In a city where spitting and smoking are the norm, Ritan Park is a little respite, though neither habit is entirely absent.

Even 78-year-old Zhang Bao Hua lighted up as he talked about the importance of exercise -- not coincidentally enhanced by playing jian zi, a game similar to Hacky Sack but played with weighted feather-topped gizmos, which Zhang sells for about 65 cents apiece.

“Any physical problems -- you’ll get rid of them. It’s the best,” he said as he demonstrated with an impressively high kick.
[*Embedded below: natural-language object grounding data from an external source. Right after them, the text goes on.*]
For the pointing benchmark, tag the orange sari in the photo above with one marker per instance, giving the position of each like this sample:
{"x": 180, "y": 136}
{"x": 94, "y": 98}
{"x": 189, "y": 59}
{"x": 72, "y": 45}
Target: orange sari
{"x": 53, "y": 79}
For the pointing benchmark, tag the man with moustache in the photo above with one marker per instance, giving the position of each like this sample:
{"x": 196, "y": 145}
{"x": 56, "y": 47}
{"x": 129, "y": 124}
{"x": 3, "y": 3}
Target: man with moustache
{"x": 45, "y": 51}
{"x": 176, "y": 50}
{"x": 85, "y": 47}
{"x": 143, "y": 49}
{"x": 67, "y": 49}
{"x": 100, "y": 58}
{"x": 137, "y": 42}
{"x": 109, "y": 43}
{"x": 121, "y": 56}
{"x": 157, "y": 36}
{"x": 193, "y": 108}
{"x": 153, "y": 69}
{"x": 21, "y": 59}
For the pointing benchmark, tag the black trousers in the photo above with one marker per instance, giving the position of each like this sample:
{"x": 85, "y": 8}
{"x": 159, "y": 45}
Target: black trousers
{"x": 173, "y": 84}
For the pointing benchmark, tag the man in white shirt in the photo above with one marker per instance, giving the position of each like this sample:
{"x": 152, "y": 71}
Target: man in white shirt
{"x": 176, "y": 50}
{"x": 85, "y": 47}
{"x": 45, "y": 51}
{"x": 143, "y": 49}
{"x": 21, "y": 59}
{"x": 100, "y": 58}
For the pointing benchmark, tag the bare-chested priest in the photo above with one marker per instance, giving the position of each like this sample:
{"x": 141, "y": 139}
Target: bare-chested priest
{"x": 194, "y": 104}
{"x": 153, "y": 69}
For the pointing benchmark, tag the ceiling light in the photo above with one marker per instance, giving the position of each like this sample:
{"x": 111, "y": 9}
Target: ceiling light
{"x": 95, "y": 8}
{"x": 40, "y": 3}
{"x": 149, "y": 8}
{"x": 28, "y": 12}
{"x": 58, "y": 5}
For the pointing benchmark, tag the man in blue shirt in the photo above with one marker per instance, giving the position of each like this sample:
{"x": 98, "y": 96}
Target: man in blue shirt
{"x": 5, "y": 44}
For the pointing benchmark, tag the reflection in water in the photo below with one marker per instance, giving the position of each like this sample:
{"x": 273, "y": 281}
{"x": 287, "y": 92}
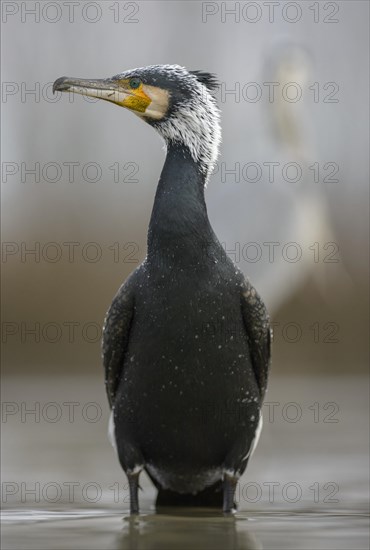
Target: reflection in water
{"x": 186, "y": 531}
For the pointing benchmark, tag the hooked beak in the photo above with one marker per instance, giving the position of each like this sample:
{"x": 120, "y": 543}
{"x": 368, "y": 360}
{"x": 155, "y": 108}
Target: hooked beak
{"x": 109, "y": 89}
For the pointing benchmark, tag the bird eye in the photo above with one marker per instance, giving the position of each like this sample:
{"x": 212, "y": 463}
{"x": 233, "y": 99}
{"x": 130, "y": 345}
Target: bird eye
{"x": 135, "y": 83}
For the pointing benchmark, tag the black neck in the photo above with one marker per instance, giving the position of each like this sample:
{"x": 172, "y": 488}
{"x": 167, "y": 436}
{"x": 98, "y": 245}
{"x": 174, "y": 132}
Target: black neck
{"x": 179, "y": 227}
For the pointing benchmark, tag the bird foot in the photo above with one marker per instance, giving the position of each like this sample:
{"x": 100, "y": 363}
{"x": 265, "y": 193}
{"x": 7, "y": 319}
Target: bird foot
{"x": 133, "y": 483}
{"x": 229, "y": 487}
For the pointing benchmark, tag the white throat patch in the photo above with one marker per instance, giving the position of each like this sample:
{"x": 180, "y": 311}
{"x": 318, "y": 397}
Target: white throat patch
{"x": 195, "y": 123}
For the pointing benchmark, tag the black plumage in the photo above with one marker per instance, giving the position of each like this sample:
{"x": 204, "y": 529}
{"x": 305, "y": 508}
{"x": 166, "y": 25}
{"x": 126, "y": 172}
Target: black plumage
{"x": 186, "y": 344}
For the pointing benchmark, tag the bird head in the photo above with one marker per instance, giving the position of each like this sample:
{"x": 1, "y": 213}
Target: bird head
{"x": 178, "y": 103}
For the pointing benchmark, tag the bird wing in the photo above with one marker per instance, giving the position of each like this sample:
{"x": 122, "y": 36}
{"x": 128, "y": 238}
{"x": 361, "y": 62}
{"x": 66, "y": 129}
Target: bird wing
{"x": 116, "y": 333}
{"x": 257, "y": 325}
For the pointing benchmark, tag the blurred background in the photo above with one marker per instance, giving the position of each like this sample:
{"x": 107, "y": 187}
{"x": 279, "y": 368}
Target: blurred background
{"x": 288, "y": 198}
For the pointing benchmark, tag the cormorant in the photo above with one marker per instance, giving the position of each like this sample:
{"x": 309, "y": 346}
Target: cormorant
{"x": 186, "y": 345}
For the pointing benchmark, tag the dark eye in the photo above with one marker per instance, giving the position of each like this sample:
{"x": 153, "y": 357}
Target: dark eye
{"x": 135, "y": 83}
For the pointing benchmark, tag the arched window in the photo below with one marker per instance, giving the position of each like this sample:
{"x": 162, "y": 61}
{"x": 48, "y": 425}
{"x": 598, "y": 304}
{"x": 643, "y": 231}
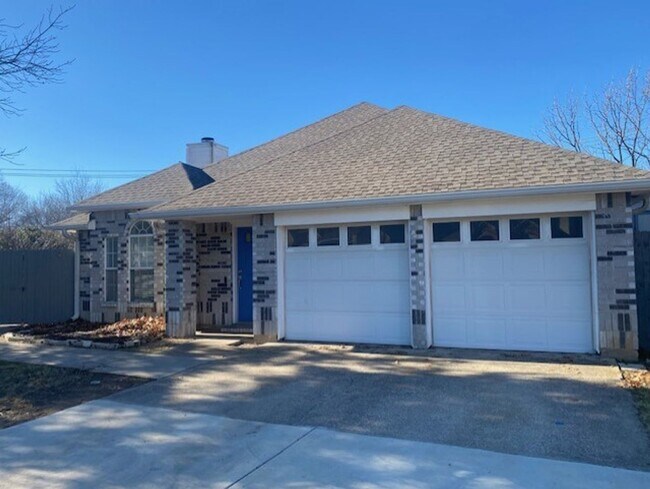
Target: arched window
{"x": 141, "y": 261}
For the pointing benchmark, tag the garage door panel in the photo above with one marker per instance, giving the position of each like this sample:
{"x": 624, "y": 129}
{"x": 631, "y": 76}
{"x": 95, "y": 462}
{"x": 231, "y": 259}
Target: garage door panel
{"x": 454, "y": 333}
{"x": 298, "y": 267}
{"x": 448, "y": 263}
{"x": 449, "y": 298}
{"x": 566, "y": 263}
{"x": 569, "y": 300}
{"x": 519, "y": 294}
{"x": 571, "y": 335}
{"x": 349, "y": 295}
{"x": 358, "y": 266}
{"x": 487, "y": 332}
{"x": 391, "y": 264}
{"x": 298, "y": 296}
{"x": 526, "y": 333}
{"x": 488, "y": 298}
{"x": 327, "y": 295}
{"x": 326, "y": 265}
{"x": 526, "y": 297}
{"x": 524, "y": 264}
{"x": 484, "y": 264}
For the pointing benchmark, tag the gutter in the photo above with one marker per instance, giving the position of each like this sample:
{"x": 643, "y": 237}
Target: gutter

In fact, he appeared to be in great shape: shirtless and nary a bit of fat to pinch, muscular arms and a huge grin.

“Bring some back with you. Only China has it,” Zhang said. My sons, I told him, were already a step ahead of him, having bought some on their own foray into Ritan Park.

Zhang’s comments suggested Beijing’s gargantuan effort to promote Olympic Games that are still a year away was having its intended effect.

Advertisement

“2008 is about to come, so the entire country is exercising, getting fit,” he said. “Exercise is good for the country and good for the individual.”

It was working for me. On my third or fourth lap, when I’d normally be huffing and grimacing, I found myself nodding in greeting to those I saw every morning.

And I realized I was smiling.

mary.macvean@latimes.com

Times staff writer Cathy Yan contributed to this report.